La otra figura paradigmática de la corrupción M es Angelo Calcaterra, primo hermano de Mauricio, quien compró sin abonar un solo peso la empresa paradigmática del grupo, la mencionada IECSA, la cual, hasta octubre del año pasado, había recibido contratos por montos superiores en cinco veces al total de los percibidos por Lázaro Báez, durante todo el kirchnerismo.

Entre las más destacadas por su envergadura, se pueden mencionar: Construcción de las centrales termoeléctricas Ensenada de Barragán (prov. de Buenos Aires) y Brigadier López (Santa Fe); Ruta 64, tramo Santiago del Estero, Catamarca, Tucumán; 43 escuelas en Córdoba; Hospital Bicentenario de Ituzaingó, Bs. As, terminado en un 95 % en diciembre del 2015, paralizado y parcialmente saqueado por la misma empresa; renovación total de vías del Ferrocarril Gral.

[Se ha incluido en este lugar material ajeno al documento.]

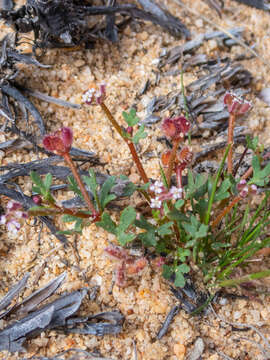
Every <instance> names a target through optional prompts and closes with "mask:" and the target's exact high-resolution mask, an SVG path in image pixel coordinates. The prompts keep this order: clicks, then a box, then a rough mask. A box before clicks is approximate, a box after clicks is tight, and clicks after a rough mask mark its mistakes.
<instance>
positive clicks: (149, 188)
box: [149, 181, 165, 194]
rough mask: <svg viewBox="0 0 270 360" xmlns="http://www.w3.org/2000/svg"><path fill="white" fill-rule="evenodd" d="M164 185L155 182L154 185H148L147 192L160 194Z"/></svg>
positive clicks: (160, 181)
mask: <svg viewBox="0 0 270 360" xmlns="http://www.w3.org/2000/svg"><path fill="white" fill-rule="evenodd" d="M164 189H165V188H164V185H163V183H162V182H161V181H155V182H154V184H152V185H150V187H149V190H150V191H152V192H154V193H155V194H161V193H162V192H163V191H164Z"/></svg>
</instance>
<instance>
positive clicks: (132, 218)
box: [117, 206, 136, 234]
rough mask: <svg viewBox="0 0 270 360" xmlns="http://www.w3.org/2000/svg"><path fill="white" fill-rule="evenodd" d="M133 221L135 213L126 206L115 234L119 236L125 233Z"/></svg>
mask: <svg viewBox="0 0 270 360" xmlns="http://www.w3.org/2000/svg"><path fill="white" fill-rule="evenodd" d="M135 220H136V211H135V209H134V208H132V207H131V206H128V207H127V208H125V210H123V211H122V213H121V216H120V222H119V225H118V227H117V233H118V234H121V233H123V232H125V231H126V230H127V229H128V228H129V226H130V225H132V224H133V223H134V221H135Z"/></svg>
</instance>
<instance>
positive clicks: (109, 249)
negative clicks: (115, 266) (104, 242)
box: [104, 245, 129, 260]
mask: <svg viewBox="0 0 270 360" xmlns="http://www.w3.org/2000/svg"><path fill="white" fill-rule="evenodd" d="M104 251H105V252H106V253H107V254H108V255H109V256H110V257H112V258H113V259H118V260H123V259H125V260H126V259H128V257H129V256H128V253H127V251H126V250H125V249H124V248H122V247H120V246H116V245H109V246H107V247H106V248H105V249H104Z"/></svg>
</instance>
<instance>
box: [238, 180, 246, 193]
mask: <svg viewBox="0 0 270 360" xmlns="http://www.w3.org/2000/svg"><path fill="white" fill-rule="evenodd" d="M246 185H247V182H246V180H244V179H243V180H240V181H239V183H238V184H237V186H236V188H237V190H238V191H239V192H240V191H241V190H243V189H244V187H245V186H246Z"/></svg>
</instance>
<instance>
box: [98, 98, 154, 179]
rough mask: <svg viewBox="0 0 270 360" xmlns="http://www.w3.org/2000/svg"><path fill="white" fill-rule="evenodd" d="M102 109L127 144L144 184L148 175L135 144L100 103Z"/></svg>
mask: <svg viewBox="0 0 270 360" xmlns="http://www.w3.org/2000/svg"><path fill="white" fill-rule="evenodd" d="M100 106H101V108H102V110H103V111H104V113H105V114H106V116H107V118H108V119H109V121H110V122H111V124H112V125H113V127H114V128H115V130H116V131H117V132H118V134H119V135H120V136H121V138H122V139H123V140H124V141H125V143H126V144H127V145H128V147H129V150H130V153H131V155H132V158H133V160H134V162H135V164H136V166H137V169H138V171H139V174H140V176H141V178H142V180H143V182H144V183H145V184H146V183H148V182H149V179H148V176H147V175H146V173H145V171H144V168H143V166H142V163H141V160H140V159H139V157H138V154H137V151H136V149H135V146H134V144H133V143H132V142H130V141H129V140H128V139H127V138H126V137H125V136H124V134H123V131H122V129H121V127H120V125H119V124H118V122H117V121H116V120H115V118H114V117H113V115H112V113H111V112H110V110H109V109H108V108H107V106H106V105H105V104H104V102H103V103H101V104H100Z"/></svg>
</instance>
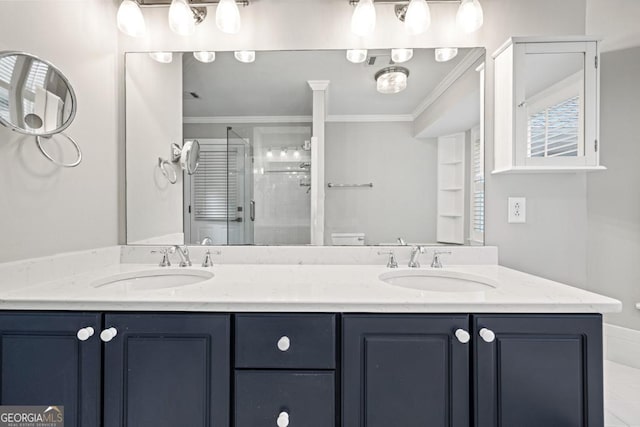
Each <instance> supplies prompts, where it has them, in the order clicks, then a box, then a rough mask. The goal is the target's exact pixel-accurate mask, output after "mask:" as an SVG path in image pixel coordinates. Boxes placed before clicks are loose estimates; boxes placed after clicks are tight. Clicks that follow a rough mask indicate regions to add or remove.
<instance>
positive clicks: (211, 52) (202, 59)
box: [193, 51, 216, 64]
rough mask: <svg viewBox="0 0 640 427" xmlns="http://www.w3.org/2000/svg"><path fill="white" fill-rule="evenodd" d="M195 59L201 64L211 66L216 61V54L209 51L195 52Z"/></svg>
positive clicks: (193, 53) (214, 52)
mask: <svg viewBox="0 0 640 427" xmlns="http://www.w3.org/2000/svg"><path fill="white" fill-rule="evenodd" d="M193 57H194V58H196V59H197V60H198V61H200V62H203V63H205V64H209V63H211V62H213V61H215V60H216V53H215V52H207V51H200V52H193Z"/></svg>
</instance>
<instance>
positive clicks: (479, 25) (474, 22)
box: [456, 0, 484, 33]
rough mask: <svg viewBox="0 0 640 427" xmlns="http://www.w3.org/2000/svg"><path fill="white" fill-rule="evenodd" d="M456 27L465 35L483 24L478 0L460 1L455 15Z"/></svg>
mask: <svg viewBox="0 0 640 427" xmlns="http://www.w3.org/2000/svg"><path fill="white" fill-rule="evenodd" d="M456 22H457V24H458V27H460V29H461V30H462V31H464V32H465V33H473V32H474V31H476V30H477V29H479V28H480V27H482V24H483V22H484V13H483V12H482V6H481V5H480V2H479V1H478V0H462V3H460V7H459V8H458V14H457V15H456Z"/></svg>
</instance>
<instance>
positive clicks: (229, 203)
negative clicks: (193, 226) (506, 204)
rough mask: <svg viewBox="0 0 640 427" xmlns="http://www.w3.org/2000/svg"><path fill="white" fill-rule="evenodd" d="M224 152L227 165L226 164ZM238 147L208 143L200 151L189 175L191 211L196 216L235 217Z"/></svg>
mask: <svg viewBox="0 0 640 427" xmlns="http://www.w3.org/2000/svg"><path fill="white" fill-rule="evenodd" d="M227 156H228V157H229V162H228V163H229V165H228V167H227ZM237 156H238V149H237V148H232V147H230V148H229V150H228V151H227V149H226V147H225V146H220V147H216V146H212V147H208V148H207V149H206V150H201V151H200V166H198V170H197V172H196V174H195V175H193V184H192V185H193V204H194V215H195V217H196V218H197V219H200V220H210V221H226V220H227V218H229V219H230V220H233V219H235V217H236V212H237V206H238V185H237V184H238V183H237V179H238V173H237V172H238V171H237V166H236V162H235V159H236V158H237Z"/></svg>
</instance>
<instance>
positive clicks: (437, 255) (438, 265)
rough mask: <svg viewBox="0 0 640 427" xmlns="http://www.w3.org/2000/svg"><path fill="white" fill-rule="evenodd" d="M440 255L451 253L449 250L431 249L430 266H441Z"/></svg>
mask: <svg viewBox="0 0 640 427" xmlns="http://www.w3.org/2000/svg"><path fill="white" fill-rule="evenodd" d="M440 255H451V251H439V250H437V249H436V250H435V251H433V260H432V261H431V268H442V261H440Z"/></svg>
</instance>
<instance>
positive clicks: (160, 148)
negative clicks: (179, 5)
mask: <svg viewBox="0 0 640 427" xmlns="http://www.w3.org/2000/svg"><path fill="white" fill-rule="evenodd" d="M126 64H127V73H126V91H127V99H126V109H127V111H132V112H135V114H130V115H129V119H128V120H127V121H126V138H127V148H126V151H127V153H126V154H127V157H126V170H127V242H128V243H145V242H154V243H156V244H158V243H164V244H176V243H183V241H184V239H181V240H180V241H176V239H175V238H176V235H178V236H179V235H180V234H181V233H182V229H183V220H182V211H183V208H182V200H183V197H182V193H183V190H182V188H183V177H182V175H183V173H182V170H181V169H180V166H179V165H176V164H174V165H172V166H171V168H173V170H174V172H175V176H176V179H177V182H176V183H175V184H171V183H170V182H169V181H168V180H167V178H165V177H164V175H163V174H162V172H161V170H160V168H159V167H158V158H160V157H161V158H163V159H165V160H166V159H169V157H170V154H171V144H178V145H179V146H182V55H174V58H173V62H172V63H170V64H161V63H159V62H157V61H155V60H153V59H152V58H151V57H150V56H149V55H145V54H140V55H133V54H132V55H127V58H126ZM168 173H169V174H171V173H172V172H171V171H169V172H168ZM163 236H164V237H163Z"/></svg>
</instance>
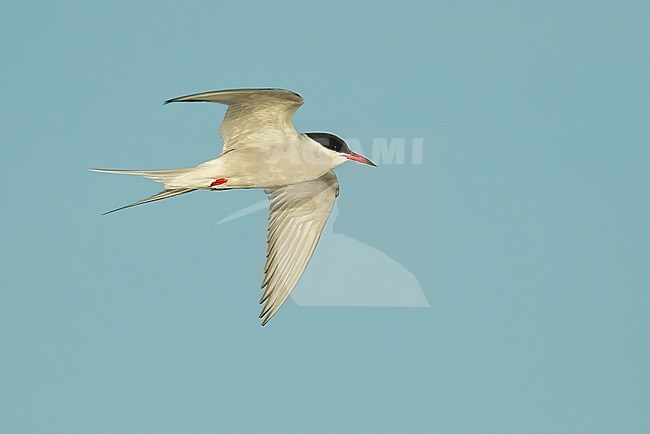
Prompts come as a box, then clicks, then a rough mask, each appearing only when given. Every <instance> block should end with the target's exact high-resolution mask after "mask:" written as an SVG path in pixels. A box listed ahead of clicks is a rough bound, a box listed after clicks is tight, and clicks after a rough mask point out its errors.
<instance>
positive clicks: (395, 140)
mask: <svg viewBox="0 0 650 434" xmlns="http://www.w3.org/2000/svg"><path fill="white" fill-rule="evenodd" d="M312 134H313V133H312ZM337 140H338V142H337ZM316 141H318V142H319V143H320V144H321V145H323V146H324V147H325V148H328V149H330V150H332V151H338V152H343V153H345V152H346V151H350V150H351V151H353V152H354V153H357V154H361V155H363V156H364V157H367V158H369V159H370V160H371V161H373V162H374V163H376V164H378V165H407V164H408V165H421V164H423V160H424V139H423V138H421V137H413V138H406V137H392V138H387V137H375V138H373V139H372V140H370V142H368V141H364V140H361V139H359V138H356V137H352V138H347V139H345V143H344V144H343V143H342V142H340V139H338V138H336V137H334V138H331V139H330V138H327V137H318V138H317V140H316ZM269 146H272V147H274V148H275V149H277V152H274V153H272V154H271V156H270V158H269V161H268V163H269V164H280V163H282V164H284V165H285V166H286V165H287V164H290V165H303V164H322V162H323V158H325V157H324V154H323V153H322V151H321V150H320V149H319V148H317V147H311V146H302V147H298V148H290V147H286V146H283V144H281V143H274V144H269ZM343 146H345V147H343ZM347 147H349V149H347Z"/></svg>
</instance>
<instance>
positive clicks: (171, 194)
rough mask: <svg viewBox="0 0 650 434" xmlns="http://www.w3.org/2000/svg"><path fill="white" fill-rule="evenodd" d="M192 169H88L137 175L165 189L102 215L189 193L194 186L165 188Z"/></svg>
mask: <svg viewBox="0 0 650 434" xmlns="http://www.w3.org/2000/svg"><path fill="white" fill-rule="evenodd" d="M192 170H193V169H170V170H119V169H90V171H91V172H99V173H116V174H118V175H138V176H143V177H145V178H148V179H153V180H154V181H158V182H162V183H163V184H164V185H165V189H164V190H163V191H161V192H160V193H158V194H154V195H153V196H150V197H147V198H144V199H141V200H139V201H137V202H133V203H131V204H128V205H124V206H121V207H119V208H116V209H113V210H110V211H108V212H105V213H104V215H106V214H110V213H112V212H115V211H120V210H123V209H126V208H131V207H132V206H137V205H142V204H143V203H148V202H154V201H156V200H161V199H167V198H168V197H173V196H178V195H179V194H184V193H189V192H191V191H194V190H196V189H195V188H167V185H168V183H169V182H170V181H172V180H173V179H175V178H178V177H179V176H182V175H185V174H187V173H189V172H191V171H192Z"/></svg>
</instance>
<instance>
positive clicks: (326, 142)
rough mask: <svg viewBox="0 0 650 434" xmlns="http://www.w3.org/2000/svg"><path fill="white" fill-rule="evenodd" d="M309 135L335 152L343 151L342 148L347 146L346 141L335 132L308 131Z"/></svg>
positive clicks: (315, 139) (342, 148)
mask: <svg viewBox="0 0 650 434" xmlns="http://www.w3.org/2000/svg"><path fill="white" fill-rule="evenodd" d="M307 136H309V138H311V139H312V140H314V141H316V142H318V143H320V144H321V146H323V147H324V148H327V149H330V150H332V151H335V152H341V149H343V148H344V147H345V142H344V141H343V140H342V139H340V138H339V137H336V136H335V135H333V134H329V133H307Z"/></svg>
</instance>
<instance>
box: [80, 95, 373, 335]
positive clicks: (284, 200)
mask: <svg viewBox="0 0 650 434" xmlns="http://www.w3.org/2000/svg"><path fill="white" fill-rule="evenodd" d="M194 101H202V102H215V103H219V104H225V105H227V106H228V110H227V111H226V116H225V118H224V120H223V122H222V124H221V128H220V130H219V132H220V134H221V138H222V139H223V143H224V146H223V151H222V152H221V155H219V157H217V158H216V159H214V160H210V161H206V162H205V163H201V164H199V165H198V166H196V167H192V168H187V169H172V170H112V169H90V170H92V171H94V172H102V173H117V174H124V175H139V176H143V177H145V178H149V179H152V180H154V181H158V182H161V183H162V184H163V185H164V189H163V191H161V192H160V193H158V194H155V195H153V196H151V197H148V198H146V199H142V200H139V201H137V202H135V203H132V204H130V205H126V206H123V207H120V208H117V209H115V210H113V211H109V212H108V213H111V212H114V211H119V210H121V209H124V208H129V207H132V206H136V205H141V204H143V203H147V202H153V201H156V200H160V199H166V198H168V197H172V196H178V195H179V194H184V193H189V192H191V191H195V190H229V189H236V188H262V189H264V191H265V192H266V194H267V195H268V198H269V200H270V214H269V228H268V238H267V250H266V258H267V259H266V265H265V267H264V274H265V277H264V280H263V281H262V289H264V293H263V294H262V297H261V299H260V304H262V303H264V307H263V308H262V312H261V313H260V318H264V319H263V321H262V325H265V324H266V323H267V322H268V321H269V320H270V319H271V318H272V317H273V315H275V313H276V312H277V311H278V309H279V308H280V306H282V304H283V303H284V302H285V300H286V299H287V297H288V296H289V294H290V293H291V291H292V290H293V288H294V287H295V286H296V284H297V283H298V280H299V279H300V276H302V274H303V272H304V271H305V268H306V267H307V263H308V262H309V260H310V258H311V256H312V254H313V253H314V249H315V248H316V244H317V243H318V239H319V238H320V235H321V232H322V231H323V227H324V226H325V223H326V221H327V219H328V217H329V215H330V212H331V211H332V207H333V206H334V200H335V199H336V197H337V196H338V194H339V183H338V180H337V178H336V175H335V174H334V172H333V171H332V169H334V168H335V167H337V166H339V165H341V164H343V163H345V162H346V161H350V160H352V161H357V162H359V163H363V164H369V165H371V166H375V164H374V163H373V162H371V161H370V160H368V159H367V158H365V157H362V156H361V155H359V154H356V153H354V152H352V150H351V149H350V148H349V147H348V145H347V144H346V143H345V141H343V140H342V139H341V138H339V137H337V136H335V135H333V134H329V133H323V132H317V133H304V134H301V133H298V132H297V131H296V129H295V127H294V126H293V122H292V117H293V114H294V113H295V112H296V110H297V109H298V107H300V106H301V105H302V104H303V102H304V100H303V99H302V97H301V96H300V95H298V94H297V93H295V92H291V91H289V90H283V89H234V90H221V91H215V92H206V93H199V94H194V95H188V96H182V97H179V98H174V99H170V100H168V101H166V102H165V104H167V103H170V102H194ZM108 213H107V214H108Z"/></svg>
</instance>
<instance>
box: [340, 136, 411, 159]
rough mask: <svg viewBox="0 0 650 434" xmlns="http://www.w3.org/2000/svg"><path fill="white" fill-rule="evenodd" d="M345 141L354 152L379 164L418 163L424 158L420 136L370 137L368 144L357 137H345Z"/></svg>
mask: <svg viewBox="0 0 650 434" xmlns="http://www.w3.org/2000/svg"><path fill="white" fill-rule="evenodd" d="M346 142H347V143H348V145H350V148H352V149H353V150H354V151H355V152H359V153H361V154H363V155H365V156H367V157H369V158H370V159H371V160H372V161H374V162H375V163H377V164H379V165H388V164H412V165H420V164H422V161H423V158H424V157H423V152H424V139H423V138H422V137H413V138H411V139H407V138H405V137H393V138H386V137H376V138H374V139H372V142H371V144H370V145H368V144H364V143H363V141H362V140H360V139H358V138H349V139H346ZM367 148H369V149H367ZM367 151H370V152H367Z"/></svg>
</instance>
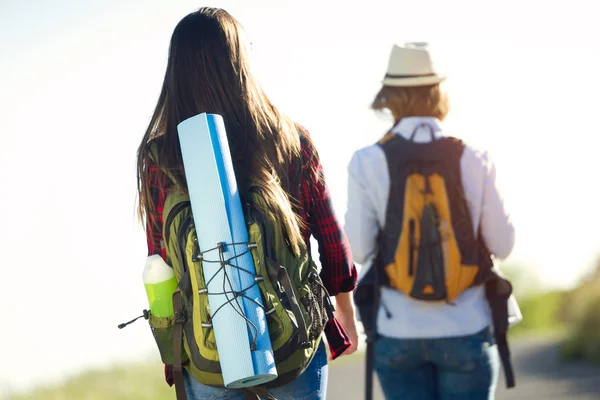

Belgrano, Santa Fe, donde se cumplieron con los primeros 100 km de los 1.600 del recorrido, entre otras muchísimas más que sería demasiado tedioso enumerarlas, pero fáciles de encontrar en la web.

Lo que no se puede dejar de mencionar es que por la innumerable cantidad de obras y los montos en manos del primo se vio obligado a desprenderse de IECSA, venderla a un dilecto amigo de Mauricio, el ya mencionado Mindlin y crear otra, con nombre menos expuesta que la anterior: CREAURBAN, que acaba de estrenarse como contratista de la Municipalidad de Rosario, para la restauración del Monumento a la Bandera, cuyo presupuesto inicial era de $ 136 millones, pero que, al final, se redondeó en $ 150 millones, 70 % de los cuales corren por cuenta de la Nación (es decir, plata de todos los argentinos) y los restantes a cargo de la municipalidad mencionada.

Estos datos no agotan la interminable lista de la obra pública entregada por Macri y cuya finalización debería ser puntillosamente controlada por los partidos opositores y los organismos pertinentes del Estado, incluidos los del Poder Judicial y, en virtud de que durante su dos mandatos en la CABA no se encararon obras de envergadura para la ciudad y/o no fueron finalizadas, excepto algún maquillaje como los metrobús, las bicisendas, el enrejado de plazas y la terminación del túnel para desagüe de un arroyo, a pesar del exorbitante endeudamiento en dólares

Argenpapers

Unas líneas finales para señalar que en Argenpapers, el libro de los periodistas Santiago O’Donnell y Tomás Lukin recientemente editado, que se ocupa de los argentinos que fugaron, lavaron y evadieron impuestos a través de empresas off shore en Panamá, tiene un capítulo íntegro dedicado a Mauricio Macri, uno de los seis presidentes del mundo mencionados en los documentos; otro, que se ocupa de sus funcionarios y, el más extenso, se refiere a los empresarios. Esos que se llenan la boca hablando de la Patria y piden a gritos por la flexibilización laboral.

Muchos están en el gobierno nacional, en el bonaerense y en el de la CABA, mientras que otros frecuentan los mismos ámbitos sociales. Por eso, no es descabellado pensar que, en materia corrupción, no todo tiempo pasado fue el peor.